Möglich ist das Ganze nicht, weil so viele Bundesbürger hochmotiviert einen Ökostromtarif gewählt haben, sondern aufgrund des Erneuerbare-Energien-Gesetzes (EEG). Dieses trat erstmals im Jahr 2000 in Kraft mit dem Ziel, Strom aus regenerativen Quellen zu fördern. Damals war dieser noch komplett unrentabel und kaum etabliert. Mittlerweile hat sich das stark verändert, wie oben genannte Zahl zeigt.
Derzeit ist die neue EEG Novelle 2021 in Arbeit. Die letzte Novelle des EEG im Jahr 2017 beinhaltete folgende konkrete Zielvorgaben zum Ausbau der Erneuerbaren Energien:
- im Jahr 2025 sollen diese 40-45%,
- im Jahr 2035 ganze 55-60%
- und im Jahr 2025 mindestens 80% des Stroms ausmachen.

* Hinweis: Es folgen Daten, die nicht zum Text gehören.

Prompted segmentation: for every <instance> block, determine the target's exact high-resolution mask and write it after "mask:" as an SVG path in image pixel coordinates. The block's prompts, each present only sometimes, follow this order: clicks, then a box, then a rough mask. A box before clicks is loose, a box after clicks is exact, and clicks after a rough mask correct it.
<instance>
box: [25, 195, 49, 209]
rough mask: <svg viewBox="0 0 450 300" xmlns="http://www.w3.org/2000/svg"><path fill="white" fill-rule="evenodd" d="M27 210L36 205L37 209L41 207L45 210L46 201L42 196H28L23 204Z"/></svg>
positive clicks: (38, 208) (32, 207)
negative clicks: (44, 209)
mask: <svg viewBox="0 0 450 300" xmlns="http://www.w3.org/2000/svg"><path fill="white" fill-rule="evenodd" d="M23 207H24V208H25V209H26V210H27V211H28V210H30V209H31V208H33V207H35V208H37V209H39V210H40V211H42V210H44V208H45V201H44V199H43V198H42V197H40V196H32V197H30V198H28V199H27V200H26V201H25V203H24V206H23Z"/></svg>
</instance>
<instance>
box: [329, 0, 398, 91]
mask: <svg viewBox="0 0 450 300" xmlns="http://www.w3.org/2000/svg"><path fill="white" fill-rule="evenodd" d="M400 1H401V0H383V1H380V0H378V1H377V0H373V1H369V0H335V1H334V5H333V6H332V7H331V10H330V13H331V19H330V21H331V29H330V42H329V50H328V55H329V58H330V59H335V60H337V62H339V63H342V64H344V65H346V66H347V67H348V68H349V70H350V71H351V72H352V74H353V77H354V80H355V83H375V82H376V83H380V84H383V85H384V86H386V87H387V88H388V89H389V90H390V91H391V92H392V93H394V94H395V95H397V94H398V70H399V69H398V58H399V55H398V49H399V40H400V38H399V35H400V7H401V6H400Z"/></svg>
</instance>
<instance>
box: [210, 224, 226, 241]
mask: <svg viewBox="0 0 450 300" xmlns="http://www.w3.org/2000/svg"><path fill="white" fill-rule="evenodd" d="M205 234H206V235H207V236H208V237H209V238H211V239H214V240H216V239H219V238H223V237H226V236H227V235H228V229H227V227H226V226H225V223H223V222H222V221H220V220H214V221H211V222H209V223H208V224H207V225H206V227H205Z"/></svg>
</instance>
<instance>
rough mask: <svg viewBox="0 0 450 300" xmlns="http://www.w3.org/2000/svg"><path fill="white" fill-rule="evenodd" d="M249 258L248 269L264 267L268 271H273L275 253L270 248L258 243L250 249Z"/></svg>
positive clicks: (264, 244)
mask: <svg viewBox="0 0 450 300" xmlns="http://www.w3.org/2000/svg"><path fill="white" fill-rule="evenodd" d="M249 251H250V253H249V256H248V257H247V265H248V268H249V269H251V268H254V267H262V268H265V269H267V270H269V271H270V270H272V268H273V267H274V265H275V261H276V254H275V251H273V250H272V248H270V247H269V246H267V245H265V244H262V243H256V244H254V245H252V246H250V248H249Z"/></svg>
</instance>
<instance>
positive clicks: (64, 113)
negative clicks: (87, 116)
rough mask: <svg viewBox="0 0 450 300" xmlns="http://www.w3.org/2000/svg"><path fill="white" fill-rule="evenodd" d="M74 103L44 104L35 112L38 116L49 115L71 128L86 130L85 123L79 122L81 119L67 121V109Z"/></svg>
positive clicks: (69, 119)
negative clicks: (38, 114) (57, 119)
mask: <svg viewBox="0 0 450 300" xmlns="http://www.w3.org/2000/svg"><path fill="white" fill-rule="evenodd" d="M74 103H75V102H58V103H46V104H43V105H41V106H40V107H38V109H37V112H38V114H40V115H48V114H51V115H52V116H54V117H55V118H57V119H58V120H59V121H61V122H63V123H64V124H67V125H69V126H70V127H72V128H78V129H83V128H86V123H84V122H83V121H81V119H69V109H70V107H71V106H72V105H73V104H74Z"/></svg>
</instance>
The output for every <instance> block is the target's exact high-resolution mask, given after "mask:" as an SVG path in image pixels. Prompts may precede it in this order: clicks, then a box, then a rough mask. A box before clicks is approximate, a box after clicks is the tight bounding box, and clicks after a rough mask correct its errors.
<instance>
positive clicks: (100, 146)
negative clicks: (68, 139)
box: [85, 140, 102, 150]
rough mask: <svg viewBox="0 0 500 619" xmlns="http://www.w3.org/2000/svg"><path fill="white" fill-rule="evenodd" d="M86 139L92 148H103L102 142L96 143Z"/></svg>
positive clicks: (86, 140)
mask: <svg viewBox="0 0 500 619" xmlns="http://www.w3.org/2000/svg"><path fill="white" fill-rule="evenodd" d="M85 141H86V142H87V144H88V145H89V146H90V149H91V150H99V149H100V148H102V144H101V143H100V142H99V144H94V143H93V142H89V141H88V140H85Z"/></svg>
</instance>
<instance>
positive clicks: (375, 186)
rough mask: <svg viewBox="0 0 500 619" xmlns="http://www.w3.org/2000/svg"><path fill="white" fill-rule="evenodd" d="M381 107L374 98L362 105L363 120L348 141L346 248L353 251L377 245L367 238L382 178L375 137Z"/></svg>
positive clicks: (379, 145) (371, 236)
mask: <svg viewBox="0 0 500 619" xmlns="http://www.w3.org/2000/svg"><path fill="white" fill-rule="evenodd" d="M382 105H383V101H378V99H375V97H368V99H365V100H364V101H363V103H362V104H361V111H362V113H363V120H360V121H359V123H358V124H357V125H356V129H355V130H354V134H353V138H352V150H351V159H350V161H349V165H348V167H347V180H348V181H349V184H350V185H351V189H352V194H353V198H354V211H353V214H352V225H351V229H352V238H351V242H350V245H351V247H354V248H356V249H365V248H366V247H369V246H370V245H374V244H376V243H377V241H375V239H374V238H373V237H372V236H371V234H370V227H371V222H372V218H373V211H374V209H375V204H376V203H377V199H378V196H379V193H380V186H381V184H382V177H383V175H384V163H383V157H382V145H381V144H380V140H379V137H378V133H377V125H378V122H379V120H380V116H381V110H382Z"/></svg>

Ein zentrales Element des EEG ist die sogenannte EEG-Umlage. Diese finanziert den Ausbau der erneuerbaren Energien und ist durch alle Stromverbraucher*innen zu bezahlen. Sie schlägt sich als Teil des Strompreises nieder. Für 2020 liegt diese bei 6,756 ct/kWh. Somit fördert jede*r, ob gewollt oder nicht, Ökostrom.
So weit, so gut. Und was sind jetzt diese Ökostromtarife?
Der Unterschied zum Ökostromtarif
Ökostromtarife sind Stromtarife, die dir 100% Ökostrom garantieren. Das bedeutet allerdings nicht, dass der Strom den du vebrauchst aus dem Windpark nebenan kommt. Generell ist im Stromnetz erstmal ein bunter Mix aus allem, da lässt sich überhaupt nicht differenzieren, wer den Strom erzeugt hat. Wie kann dir also dein Ökostromanbieter 100% Ökostrom garantieren?
Das funktioniert über Herkunftsnachweise, also ein Zertifikat über die Art der Herstellung. Herkunftsnachweise werden in dem Herkunftsnachweisregister geführt. Dieses gibt es seit Januar 2013. Seitdem müssen Energieversorger entsprechende Nachweise vorhalten und entwerten, wenn sie auf ihrer Stromrechnung angeben, dass dieser aus erneuerbaren Energien stammt.
Und hier fängt es an, etwas verzwackt zu werden.
Eine Anlage, welche bereits über das EEG gefördert wird, kann sich jedoch nicht ein zweites Mal durch den Verkauf von Herkunftsnachweisen vermarkten. Dann würde sie ja zweifach profitieren. Das regelt das Doppelvermarktungsverbot.
Stattdessen kaufen die Ökostromanbieter meist Zertifikate über Strom aus erneuerbaren Quellen aus den Nachbarländern, beispielsweise Wasserkraft aus Norwegen. Diese bekommt man sogar recht günstig weil sie nicht so stark nachgefragt sind, sodass Ökostromtarife nicht nennenswert teurer sein müssen als ein herkömmlicher Tarif.
Was bringt dann ein Ökostromtarif?
Auf jeden Fall wird mit der Wahl eines Ökostromtarifs ein politisches Statement gesetzt. Wem das nicht reicht, kann auch mit der For Future Bewegung zusammen auf die Straße gehen – diese fordern 100% Strom aus erneuerbaren Energien bis 2035 und Ausstieg aus der Kohle bis 2030.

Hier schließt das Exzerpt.